Ascendió a buen paso.
La avenida, sembrada de pequeños restaurantes y tiendas de recuerdos, le dejó casi sin aliento. Al final de aquella cuesta interminable, una enorme fachada de piedra, coronada por una espléndida torre maciza de cuatro cuerpos terminada en plano, se abría majestuosa en el centro de una plaza acogedora en la que brillaba con luz propia un tímpano sembrado de extrañas escenas. Perfectamente orientada de este a oeste, la luz del sol descendiendo por el extremo opuesto del templo enmascaraba algunos de los detalles más hermosos de su imaginería.
La mole le impactó.
En el aparcamiento que cubre buena parte de aquella placita, el ingeniero desplegó la foto del satélite. No quería cometer ningún error.
Tras un par de comprobaciones elementales tratando de imaginar cómo serían los tejados de las casas vistos desde el ERS, situó la mancha blanca de la toma en relación a las viviendas contiguas. Pronto se dio cuenta de la también muy precisa orientación este-oeste que seguían las líneas de aquella «irregularidad», respetando escrupulosamente la orientación de la propia iglesia. No había duda: la anomalía tapaba exactamente la parcela sobre la que se erigía el templo de Sainte Madeleine. Y nada más.
VÉZELAY
– ¡Pero si llevan dos horas reunidos!
Sor Inés protestó enérgicamente ante la encargada de mantenimiento de la Fraternidad Monástica de Jerusalén. Ésta, una rusa de caderas generosas y brazos gruesos como las mismísimas columnas del Partenón, llevaba un buen rato puesta en jarras en medio del pasillo haciendo gala de la más agresiva de sus muecas.

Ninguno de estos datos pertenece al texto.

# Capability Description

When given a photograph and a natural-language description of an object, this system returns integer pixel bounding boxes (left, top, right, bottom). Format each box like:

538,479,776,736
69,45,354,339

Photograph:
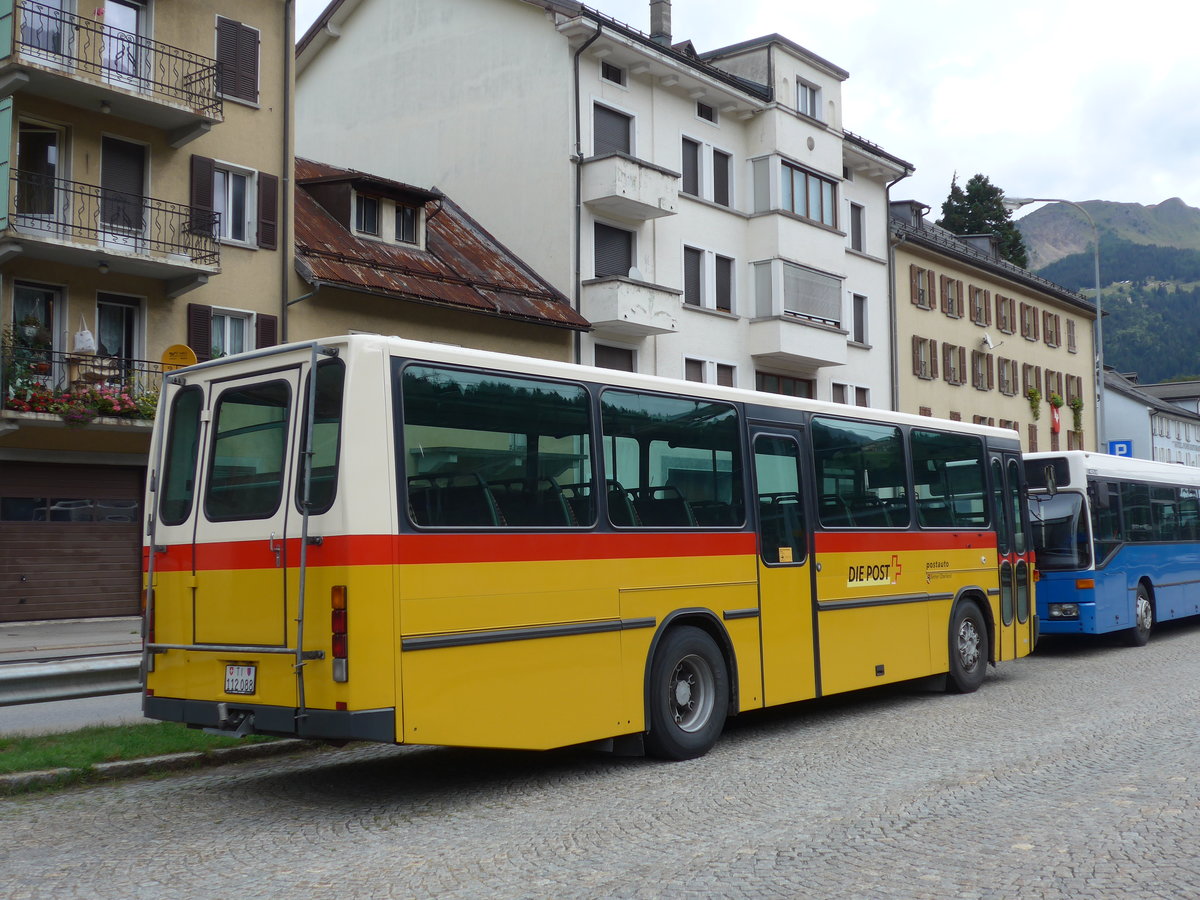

– Lo siento, pero no se puede pasar -gruñó-. Deberá volver con su bandeja de comida a la cocina y calentarla cuando se lo ordenen, hermana.
– ¡Tenemos unos horarios! -se quejó sor Inés.
– Deben cumplirse escrupulosamente. Sin embargo, comprenda que ésta es una reunión excepcional. He recibido órdenes precisas de que no puede molestarse al abad bajo ninguna circunstancia. Y eso la incumbe también a usted.